Ray and Brandts’ paper points to adherence as the biggest contemporary barrier to LDL-lowering, an issue that has not yet been solved by a variety of proposed patient-tailored and technological strategies. Additionally, the authors say the asymptomatic nature of CV risk factors is another “crucial barrier to long-term adherence.”

Ray said he was inspired to write this paper after seeing patients continue to develop problems despite all of the advancements in the field of prevention. “It's great if you can write a paper and you can do trials and you can do all of those things and you think, ‘Hey, that's really cool.’ But then when you treat patients and you see the gap between what we think of the . . . results of the trial and the implementation and the practicalities of daily life, [you see this] is a problem all around the world.” He asked: “How might we change this paradigm?”

Thinking bigger picture in terms of LDL reduction is not “necessarily rocket science, but nobody has ever tried to put it that way,” Ray explained. “I think it's helpful because what it does is it starts to help people think about population health. Because as we develop new tools, instead of just thinking about well it's just the individual, here we can think about things that might be scalable.”

A Shift in Thinking

The paper outlines the available evidence in an effort to “shift the way that we think about treating cholesterol,” according to Ray. Similar thought processes could be applied to both blood pressure and glucose control, he noted.

Ray and Brandts review the currently available medication options for LDL cholesterol-lowering—statins, monoclonal antibodies (mAbs), and small interfering RNAs (siRNAs). “If we assume that imperfect adherence at a population level causes suboptimal reductions in LDL cholesterol, then a theoretical 39 mg/dL reduction observed soon after initiation will not be sustained when the therapeutic time horizon is extended,” they write. “Differences in adherence to treatment regimens will differentially impact therapies which have different durations of action.”

For example, over 5 years the population level impact of each of the aforementioned approaches might produce less than the expected 22% lowering of risk expected per 39mg/dL LDL cholesterol, they say, calculating predicted proportional risk reductions of 13.5% for statins, 17.5% for mAbs, and 22% for siRNAs. “Projecting over a 50-year therapeutic window, the cumulative benefits of maintaining the same LDL cholesterol differences are even more marked at a population level, where one might expect a 31.2% relative risk reduction for statins, 41.6% for mAbs, and 52% for siRNAs,” they write.

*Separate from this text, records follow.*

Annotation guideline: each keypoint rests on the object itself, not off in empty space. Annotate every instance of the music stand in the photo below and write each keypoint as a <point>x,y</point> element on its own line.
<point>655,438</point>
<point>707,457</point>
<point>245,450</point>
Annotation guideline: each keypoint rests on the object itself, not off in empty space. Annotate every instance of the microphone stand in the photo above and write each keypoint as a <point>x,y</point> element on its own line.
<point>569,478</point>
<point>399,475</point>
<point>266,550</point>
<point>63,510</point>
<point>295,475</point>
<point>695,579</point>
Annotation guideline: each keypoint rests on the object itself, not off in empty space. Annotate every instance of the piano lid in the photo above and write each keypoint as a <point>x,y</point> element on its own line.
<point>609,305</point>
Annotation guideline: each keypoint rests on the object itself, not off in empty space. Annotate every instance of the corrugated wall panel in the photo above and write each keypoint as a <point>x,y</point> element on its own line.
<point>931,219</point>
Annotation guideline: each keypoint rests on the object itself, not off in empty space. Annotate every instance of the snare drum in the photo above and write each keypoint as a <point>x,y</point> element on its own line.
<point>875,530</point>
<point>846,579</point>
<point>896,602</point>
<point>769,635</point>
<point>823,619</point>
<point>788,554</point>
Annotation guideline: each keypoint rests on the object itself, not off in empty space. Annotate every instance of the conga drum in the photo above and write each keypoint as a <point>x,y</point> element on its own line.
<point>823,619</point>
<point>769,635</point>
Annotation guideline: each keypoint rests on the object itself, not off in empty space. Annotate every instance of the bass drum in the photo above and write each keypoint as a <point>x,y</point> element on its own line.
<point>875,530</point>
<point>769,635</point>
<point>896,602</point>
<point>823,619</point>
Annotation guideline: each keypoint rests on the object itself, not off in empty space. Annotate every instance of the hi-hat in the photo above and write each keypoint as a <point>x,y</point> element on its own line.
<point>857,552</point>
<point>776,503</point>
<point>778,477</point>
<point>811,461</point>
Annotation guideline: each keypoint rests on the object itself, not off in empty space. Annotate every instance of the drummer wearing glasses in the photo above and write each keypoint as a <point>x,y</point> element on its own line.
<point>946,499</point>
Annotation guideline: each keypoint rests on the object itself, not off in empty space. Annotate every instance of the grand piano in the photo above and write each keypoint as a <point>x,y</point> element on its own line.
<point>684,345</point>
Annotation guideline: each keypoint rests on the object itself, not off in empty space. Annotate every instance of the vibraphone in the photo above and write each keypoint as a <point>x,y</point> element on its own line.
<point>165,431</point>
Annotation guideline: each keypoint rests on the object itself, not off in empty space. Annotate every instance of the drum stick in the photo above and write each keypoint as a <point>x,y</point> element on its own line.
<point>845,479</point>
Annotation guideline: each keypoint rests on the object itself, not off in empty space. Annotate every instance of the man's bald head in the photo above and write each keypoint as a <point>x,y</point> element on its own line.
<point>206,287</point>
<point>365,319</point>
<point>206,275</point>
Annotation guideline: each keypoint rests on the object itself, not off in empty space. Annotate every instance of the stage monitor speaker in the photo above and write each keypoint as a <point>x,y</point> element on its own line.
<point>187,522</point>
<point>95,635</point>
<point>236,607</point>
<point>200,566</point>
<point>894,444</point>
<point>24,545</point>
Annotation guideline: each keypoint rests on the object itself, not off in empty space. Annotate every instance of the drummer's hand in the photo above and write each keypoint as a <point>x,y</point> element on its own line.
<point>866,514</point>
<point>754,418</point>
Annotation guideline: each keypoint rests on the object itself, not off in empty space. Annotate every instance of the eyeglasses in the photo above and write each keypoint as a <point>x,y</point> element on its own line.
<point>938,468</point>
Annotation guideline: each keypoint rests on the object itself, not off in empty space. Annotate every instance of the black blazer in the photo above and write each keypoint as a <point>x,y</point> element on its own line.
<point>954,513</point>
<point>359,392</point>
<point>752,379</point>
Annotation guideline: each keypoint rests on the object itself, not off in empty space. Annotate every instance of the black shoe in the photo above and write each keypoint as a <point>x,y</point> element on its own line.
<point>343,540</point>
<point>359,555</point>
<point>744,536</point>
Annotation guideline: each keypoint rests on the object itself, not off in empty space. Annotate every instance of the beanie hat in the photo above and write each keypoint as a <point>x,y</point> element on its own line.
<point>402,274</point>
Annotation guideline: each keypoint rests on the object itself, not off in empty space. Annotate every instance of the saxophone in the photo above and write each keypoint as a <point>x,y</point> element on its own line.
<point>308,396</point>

The potential for infrequent interventions like vaccinations or even gene editing, though both still in development, may have an even greater long-term effect.

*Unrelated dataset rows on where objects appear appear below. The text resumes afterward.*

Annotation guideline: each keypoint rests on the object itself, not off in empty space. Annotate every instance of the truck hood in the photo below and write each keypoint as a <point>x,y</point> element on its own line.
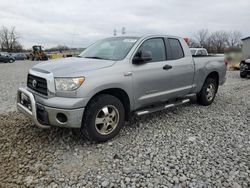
<point>73,66</point>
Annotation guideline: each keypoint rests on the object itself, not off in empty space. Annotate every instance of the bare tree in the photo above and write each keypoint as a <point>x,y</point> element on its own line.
<point>201,37</point>
<point>192,43</point>
<point>234,38</point>
<point>9,39</point>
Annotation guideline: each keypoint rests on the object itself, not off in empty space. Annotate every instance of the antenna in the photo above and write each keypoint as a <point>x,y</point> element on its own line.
<point>123,30</point>
<point>115,32</point>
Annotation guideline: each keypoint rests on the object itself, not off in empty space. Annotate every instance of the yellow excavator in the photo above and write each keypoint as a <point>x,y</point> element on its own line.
<point>38,54</point>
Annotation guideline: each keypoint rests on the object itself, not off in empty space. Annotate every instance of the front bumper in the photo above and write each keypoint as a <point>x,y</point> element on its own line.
<point>44,116</point>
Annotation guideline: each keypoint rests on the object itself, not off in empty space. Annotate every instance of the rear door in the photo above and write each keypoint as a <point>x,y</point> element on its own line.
<point>182,72</point>
<point>149,78</point>
<point>168,75</point>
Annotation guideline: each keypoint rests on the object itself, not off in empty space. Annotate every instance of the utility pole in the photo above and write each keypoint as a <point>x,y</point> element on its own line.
<point>123,30</point>
<point>115,32</point>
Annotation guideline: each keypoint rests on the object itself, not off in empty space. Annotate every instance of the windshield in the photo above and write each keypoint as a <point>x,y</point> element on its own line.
<point>115,48</point>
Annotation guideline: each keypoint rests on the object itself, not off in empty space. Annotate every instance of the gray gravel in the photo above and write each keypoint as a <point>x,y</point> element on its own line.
<point>191,146</point>
<point>12,76</point>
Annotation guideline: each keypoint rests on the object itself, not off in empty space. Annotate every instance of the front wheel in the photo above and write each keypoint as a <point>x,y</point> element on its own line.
<point>207,94</point>
<point>103,118</point>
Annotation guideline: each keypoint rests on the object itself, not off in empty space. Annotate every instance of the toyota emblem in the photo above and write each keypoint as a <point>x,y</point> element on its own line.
<point>34,83</point>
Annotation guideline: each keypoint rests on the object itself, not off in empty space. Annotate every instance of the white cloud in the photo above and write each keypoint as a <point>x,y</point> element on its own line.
<point>80,22</point>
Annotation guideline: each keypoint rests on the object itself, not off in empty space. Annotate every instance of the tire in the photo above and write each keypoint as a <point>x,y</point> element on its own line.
<point>103,118</point>
<point>208,92</point>
<point>243,75</point>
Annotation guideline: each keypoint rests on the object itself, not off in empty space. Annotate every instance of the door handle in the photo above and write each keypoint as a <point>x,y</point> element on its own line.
<point>167,67</point>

All of this gets at the ultimate goal of preventing rather than treating disease. “It suggests that if we move prevention much earlier along people's life course and you have convenient ways of doing this, then you might actually get the same return as using more potent treatments later on,” Ray said.

Of course, there are societal barriers to this way of thinking. Most people are only focused on short-term risk, he explained. “Everybody says, ‘Well, my risk in the next 5 years or 10 years is really low,’ and age is such a big determinant of that. When you move toward lifetime risk, then actually you might start to think about changes much, much earlier.”

While patients “tend to accept” earlier lifestyle modifications, “there are some people where lifestyle may not be enough to change the trajectory,” Ray continued. “So we need to then start thinking about medications, whether we like it or not.” The challenge moving forward for providers will be maintaining an adequate level of engagement with these patients over their lifetime as well as making it convenient for them to adhere to therapy.

Disclosures
  • Brandts reports no relevant conflicts of interest.
  • Ray reports receiving personal fees for consultancy from Abbvie, Amgen, Astra Zeneca, Sanofi, Regeneron MSD, Pfizer, Resverlogix, Akcea, Boehringer Ingelheim, Novo Nordisk, Takeda, Kowa, Algorithm, Cipla, Cerenis, Dr Reddys, Lilly, Zuellig Pharma, Bayer, Daiichi Sankyo, The Medicines Company, and Esperion and research grant support from Pfizer, Amgen, Sanofi, Regeneron and MSD.